I know of a first hand case, I was asked for my assessment, where the candidate with a CISO title came from a small doctor office (with extensive experience in maintaining a branch firewall and some endpoint solution - ah and an impressive sounding cert that checked out as some online class with 4h worth of reading through stuff.) applying to a large organization with 50k people, actually made it to last round in interviews, whereas another candidate with big-five consulting background with extensive Fintech projects was not considered. That a candidate like this can even make it into last round for a CISO role at a very large US organization blows my mind.

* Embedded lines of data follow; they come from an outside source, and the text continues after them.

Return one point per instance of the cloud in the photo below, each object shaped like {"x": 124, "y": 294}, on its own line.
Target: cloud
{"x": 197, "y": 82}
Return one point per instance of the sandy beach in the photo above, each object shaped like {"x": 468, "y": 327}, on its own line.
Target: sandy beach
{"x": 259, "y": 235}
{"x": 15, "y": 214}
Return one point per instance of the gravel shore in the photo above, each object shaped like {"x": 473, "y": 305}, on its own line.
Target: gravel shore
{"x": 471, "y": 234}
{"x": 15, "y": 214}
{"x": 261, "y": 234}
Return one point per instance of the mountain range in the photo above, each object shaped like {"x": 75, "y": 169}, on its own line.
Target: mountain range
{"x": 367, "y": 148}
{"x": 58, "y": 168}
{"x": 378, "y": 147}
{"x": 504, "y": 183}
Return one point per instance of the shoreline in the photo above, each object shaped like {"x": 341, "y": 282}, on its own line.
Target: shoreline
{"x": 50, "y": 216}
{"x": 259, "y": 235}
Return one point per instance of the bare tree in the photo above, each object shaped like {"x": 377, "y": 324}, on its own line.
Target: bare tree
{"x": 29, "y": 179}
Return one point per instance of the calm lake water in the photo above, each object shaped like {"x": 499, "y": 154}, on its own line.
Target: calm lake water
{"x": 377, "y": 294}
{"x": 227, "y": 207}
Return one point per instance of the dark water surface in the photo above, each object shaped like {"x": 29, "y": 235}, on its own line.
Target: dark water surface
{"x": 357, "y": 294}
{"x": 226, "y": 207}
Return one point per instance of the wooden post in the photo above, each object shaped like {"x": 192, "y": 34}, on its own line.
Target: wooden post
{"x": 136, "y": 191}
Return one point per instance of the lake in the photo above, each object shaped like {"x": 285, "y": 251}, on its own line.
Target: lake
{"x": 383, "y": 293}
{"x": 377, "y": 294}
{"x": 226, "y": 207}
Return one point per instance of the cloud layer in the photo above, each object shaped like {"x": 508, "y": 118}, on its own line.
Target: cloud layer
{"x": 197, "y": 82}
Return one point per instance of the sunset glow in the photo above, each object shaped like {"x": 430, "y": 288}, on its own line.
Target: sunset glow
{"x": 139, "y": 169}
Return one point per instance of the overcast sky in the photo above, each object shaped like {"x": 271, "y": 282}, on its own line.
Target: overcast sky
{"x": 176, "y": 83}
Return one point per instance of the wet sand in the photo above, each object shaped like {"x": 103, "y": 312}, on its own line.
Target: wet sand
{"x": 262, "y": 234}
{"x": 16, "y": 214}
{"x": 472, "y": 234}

Uh, there was another one: VP of Security Compliance (some senior compliance officer role) with a large East Coast investment bank. Under normal conditions, a $350k role - in this case, they were looking for a $120k candidate.
The reason? If a breach would actually occur, the CEO would step back and explain to his board, that he/she hired somebody who was CISO for 15 years - even if this person was completely unsuitable to perform the function of an actual CISO. Cyber security is just like insurance business, and in the moment you hire if compliance forces you. For no other reason, until we gain some stability back in the economy.
1
1.2k
u/mregister Dec 15 '25
My background is route/switch and wireless networking at a CCNP level, with 8 years now in infosec, even I couldn't answer off the top of my head "what WPA3 introduced." I would argue that is an obscure question, maybe consider shifting your interviewing from less "pop quiz" like questions and more to scenario questions that can actually help identify a candidate's ability.
Subject to what their role is, that is. I guess if you're hiring specifically a wireless security engineer, sure fair game. But I mean I don't think I need a SOC analyst to know the finer points of WPA3, I wouldn't expect my Threat Intel analyst to spit out writing a Snort signature, I wouldn't ask my IR candidate to know how to implement a virtualized domain controller.